İlk şiir kitabı "Menim Dostlarım"ın (1949) ardından, "Bahar" (1950) ve "Dostluk Nağmesi"ni (1953) kaleme alan şair, bu eserleriyle daha çok belli bir konuya, bazen de hikayeye dayanan lirik, çoğu zaman lirik-epik anlatımıyla kendini gösterdi.
Bahtiyar Vahapzade'ye halk arasında büyük şöhret kazandıran, geleneksel tahkiye tarzında sade bir dille kaleme aldığı, vatan ve millet sevgisi aşılayan, düşünce bakımından yoğun büyük hacimli manzumeler oldu.
Vahapzade'ye 1958'de yazdığı, ancak siyasi baskı yüzünden mahalli bir yayın organında yayımlatabildiği "Gülüstan Poeması" büyük ün sağladı. Azerbaycan Türklerinin kötü talihini, Azerbaycan'ın bütünlüğünü, hürriyet ve bağımsızlık özlemini cesaretle dile getirdiği bu manzume ülkede büyük yankılar uyandırdı.
Şiirlerinde ve diğer eserlerinde İslamiyet'i ve Türklüğü tarihi derinliği ve beşeri değerleriyle ele alan usta edebiyatçı, aynı zamanda Türkiye-Azerbaycan kardeşliğini pekiştiren eserler de yazdı.
Eserleri sekizden fazla dile çevrilen Vahapzade, 70'i aşkın şiir kitabı, 11 ilmi eser, 2 monografi, piyesler ve yüzlerce makale yayımladı.
Şiirlerinde vatan sevgisi, ana dil, özgürlük, millet, aile ve hasret temaları ön planda olan Vahapzade'nin 15'in üzerinde eseri Türkiye'de de basıldı.

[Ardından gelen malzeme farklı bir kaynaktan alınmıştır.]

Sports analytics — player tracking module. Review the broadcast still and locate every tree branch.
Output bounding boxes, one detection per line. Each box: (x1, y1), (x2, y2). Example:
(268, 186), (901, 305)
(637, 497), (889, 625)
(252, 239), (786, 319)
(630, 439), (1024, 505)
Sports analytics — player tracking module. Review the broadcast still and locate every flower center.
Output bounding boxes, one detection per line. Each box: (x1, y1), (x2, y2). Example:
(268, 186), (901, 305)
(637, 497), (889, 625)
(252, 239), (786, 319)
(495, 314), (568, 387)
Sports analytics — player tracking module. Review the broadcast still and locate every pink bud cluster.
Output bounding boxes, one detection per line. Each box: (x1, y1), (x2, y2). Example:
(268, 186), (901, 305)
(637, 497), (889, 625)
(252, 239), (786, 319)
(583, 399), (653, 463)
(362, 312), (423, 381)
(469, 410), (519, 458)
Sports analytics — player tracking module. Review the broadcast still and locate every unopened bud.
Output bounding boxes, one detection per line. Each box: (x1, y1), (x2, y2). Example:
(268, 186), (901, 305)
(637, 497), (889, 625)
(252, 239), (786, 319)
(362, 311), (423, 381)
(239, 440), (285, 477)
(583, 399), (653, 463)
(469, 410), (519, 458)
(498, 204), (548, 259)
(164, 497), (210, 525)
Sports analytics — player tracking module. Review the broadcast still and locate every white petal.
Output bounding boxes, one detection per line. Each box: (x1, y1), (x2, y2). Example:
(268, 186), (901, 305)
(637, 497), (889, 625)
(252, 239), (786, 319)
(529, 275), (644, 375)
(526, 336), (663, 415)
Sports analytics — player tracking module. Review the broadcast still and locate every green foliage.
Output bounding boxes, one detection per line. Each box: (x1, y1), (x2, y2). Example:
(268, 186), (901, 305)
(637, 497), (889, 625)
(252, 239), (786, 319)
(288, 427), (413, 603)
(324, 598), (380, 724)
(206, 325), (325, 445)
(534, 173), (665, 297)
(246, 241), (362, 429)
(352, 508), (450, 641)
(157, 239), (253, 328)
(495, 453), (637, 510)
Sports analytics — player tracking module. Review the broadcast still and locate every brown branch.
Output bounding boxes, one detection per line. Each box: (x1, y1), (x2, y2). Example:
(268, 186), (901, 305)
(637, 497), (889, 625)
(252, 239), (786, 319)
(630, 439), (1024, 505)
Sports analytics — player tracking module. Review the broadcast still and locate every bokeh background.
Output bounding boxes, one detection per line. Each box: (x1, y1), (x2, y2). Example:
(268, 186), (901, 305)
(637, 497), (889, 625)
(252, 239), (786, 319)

Bahtiyar Vahapzade, 13 Şubat 2009'da Bakü'de vefat etti. Cenazesi, ülkenin önemli şair, edebiyatçı, bilim ve siyaset insanlarının mezarlarının bulunduğu Fahri Hıyaban'da toprağa verildi.
Sanatçının şiirleri
"İnsan ve Zaman" (1964), "Bir Ürekde Dört Fasıl" (1966), "Kökler... Budaklar" (1968), "Deniz", "Sahil" (1969), "Bir Baharın Karanguşu" (1971), "Tan Yeri" (1973), "Seçilmiş Eserleri" (I-II, 1974-75), "Açık Sohbet" (1977), "Açılan Seherlere Selam" (1979), "Payız Düşünceleri" (1981), "Özümle Sohbet" (1985), "Ahı", "Dünya Fırlanır" (1987), "Lirika" (1990), "Nağıl-Heyat" (1991).